Hi, has anybody done the move to 9000 from 7800? Any regrets? I've got a great condition 7800 group, a brand new rear mech as a spare, a brand new Yumeya chain ring... but my front mech cage has started splitting, it's the 2nd FD that I've had on there, I can chase down another but it's geting to the point where a 9000 mech group can be had for a reasonable price and I'm thinking rather than chase around for parts and throwing more money at an old group I should upgrade. Will I miss 7800? is 9000 noticeably better?
I'd love to get some thoughts from people who have made the change.

Thanks.


----------



## roadworthy (Nov 11, 2011)

sp3000 said:


> Hi, has anybody done the move to 9000 from 7800? Any regrets? I've got a great condition 7800 group, a brand new rear mech as a spare, a brand new Yumeya chain ring... but my front mech cage has started splitting, it's the 2nd FD that I've had on there, I can chase down another but it's geting to the point where a 9000 mech group can be had for a reasonable price and I'm thinking rather than chase around for parts and throwing more money at an old group I should upgrade. Will I miss 7800? is 9000 noticeably better?
> I'd love to get some thoughts from people who have made the change.
> 
> Thanks.


I've ridden it all and a personal call. 7800 was the gold standard until Shimano screwed the pooch with 7900/6700. I just got done testing DA 9000 and then removed it and reinstalled Campy. The shift quality of new DA 9000 is outstanding. To me the ergos aren't even close to Campy.
What I suggest you consider, is stick with your 7800 and if want to make a change, ebay your 7800 and pick up Campy 2015 Chorus or Athena....Campy is further refining already the best mechanical groupset on the market for 2015. 
To me, the 'industrial' feel of new DA 9000 in terms of hard durometer hoods and sharp edges all the way around the shifters...underneath in particular where the first knuckle resides, hard edges of the shift lever etc is pretty unforgivable since it is a clean sheet of paper redesign.
My thoughts.


----------



## JSWhaler (Nov 25, 2009)

Just remember when going to a new groupset I.E. 10 speed to 11 speed you may also need a new rear hub or wheelset. I loved 7800 and still think it to be a good standard, however the new 9000 is a fantastic group. For the money though I'd go with Ultegra 6800 and if you wanted to cut a bit of weight look to a 9000 crankset and possibly brakes. 
As stated above campy vs Shimano is another debate.


----------



## sp3000 (Jul 10, 2007)

Thanks, I'm running Mavic wheels so the 11 speed change is cool, I can get the 9000 group for around $1500. At the moment my biggest issue is throwing money at maintaining my 7800, the chrome on my FD is starting to chip away and that is a sign of things to come, my cassette will be due for a replacement in the next 6 months. A new cassette and FD alone will be around $400 not to mention chains, cables etc. It just seems that even though I have a few brand new spares it's getting a little silly to pour more money into an old group where it is getting harder and harder to find certain parts. Trouble is I don't want to regret moving away from 7800, I must say the hoods are great and I like that they are not as exposed as 9000, but not having ridden 9000 maybe the hoods are more comfortable. I guess I'd save a little weight..


----------



## berserk87 (Jul 24, 2014)

Separating "want" from "need" is tough when it comes to a hobby that you love. Please note that I am using the word "need" loosely here.
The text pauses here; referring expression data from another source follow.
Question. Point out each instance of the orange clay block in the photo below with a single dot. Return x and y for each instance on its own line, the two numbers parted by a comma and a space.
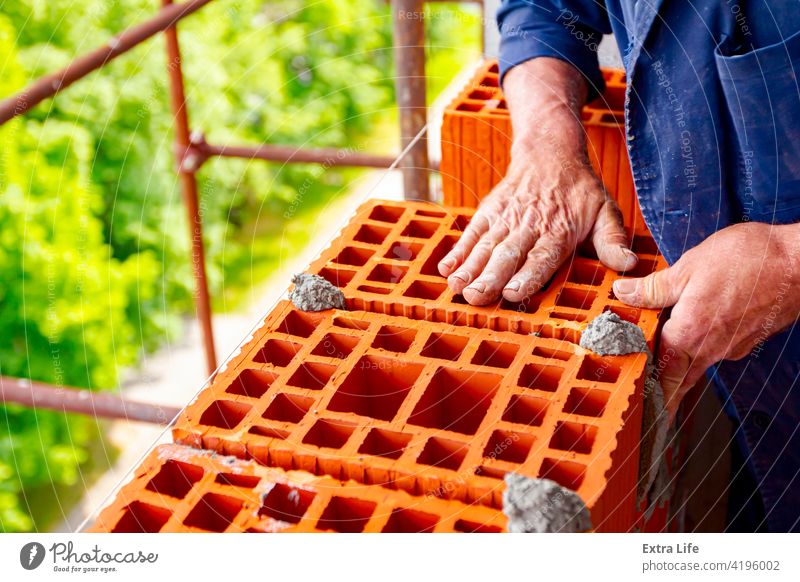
416, 390
476, 142
180, 489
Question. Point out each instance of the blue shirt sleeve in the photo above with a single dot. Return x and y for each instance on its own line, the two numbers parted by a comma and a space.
566, 30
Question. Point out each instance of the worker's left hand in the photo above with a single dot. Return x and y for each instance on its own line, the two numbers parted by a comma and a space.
730, 293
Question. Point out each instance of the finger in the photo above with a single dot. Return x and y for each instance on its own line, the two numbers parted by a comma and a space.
477, 259
542, 262
477, 227
657, 290
505, 260
675, 363
611, 241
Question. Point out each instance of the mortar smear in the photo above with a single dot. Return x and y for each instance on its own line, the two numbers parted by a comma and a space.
313, 293
543, 506
610, 335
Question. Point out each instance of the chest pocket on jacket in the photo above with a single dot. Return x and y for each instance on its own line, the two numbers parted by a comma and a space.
762, 94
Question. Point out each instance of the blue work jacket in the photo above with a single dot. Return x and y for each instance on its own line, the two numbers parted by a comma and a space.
712, 116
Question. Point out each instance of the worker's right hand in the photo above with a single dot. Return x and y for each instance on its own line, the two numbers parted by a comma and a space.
549, 202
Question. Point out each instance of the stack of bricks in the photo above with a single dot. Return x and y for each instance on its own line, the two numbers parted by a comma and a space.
476, 142
411, 398
181, 489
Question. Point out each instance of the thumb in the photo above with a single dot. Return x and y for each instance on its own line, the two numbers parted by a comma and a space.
657, 290
610, 240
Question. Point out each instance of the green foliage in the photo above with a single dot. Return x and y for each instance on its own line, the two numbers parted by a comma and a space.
93, 239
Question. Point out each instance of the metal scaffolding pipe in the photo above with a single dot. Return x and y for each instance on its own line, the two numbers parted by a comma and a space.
49, 85
409, 51
188, 182
328, 157
99, 404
I am still running Dura Ace 9 speed. I have replaced everything (due to wear or accident) over the years but for the calipers and the FD. The FD has had chrome flaking off for years but still works fine. Each of the past 2 seasons I have contemplated upgrading to DA 9000, so I am battling the same issue. My tipping point will likely be when my 9 speed shifters fail.

It seems like it's still pretty easy to obtain 7800/10 speed stuff - at least compared to my 9spd group. I would venture that it's still possible to keep that 7800 going for some time. 

It may be that you have the itch to get something new to play with - which I get quite often. That would be a battle of emotion vs logic, which is a tough call. When that happens, a person can make any amount of cost/benefit analysis hard to figure.

Sometimes I get pushback from my pals, telling me to check out the new Ultegra, after my group gives up the ghost. Funny thing is that I have become a DA snob, so any "need" for replacement would be DA.


----------



## sp3000 (Jul 10, 2007)

Ahh Mike, a man after my own heart. You have pretty much hit the nail on the head. I keep thinking about 9000 but the 7800 still looks beautiful on the bike, one of my riding buddies is dead against be changing it purely based on the look of 7800! I'm still hanging back on any change for the moment unless something incredibly compelling comes to light.


----------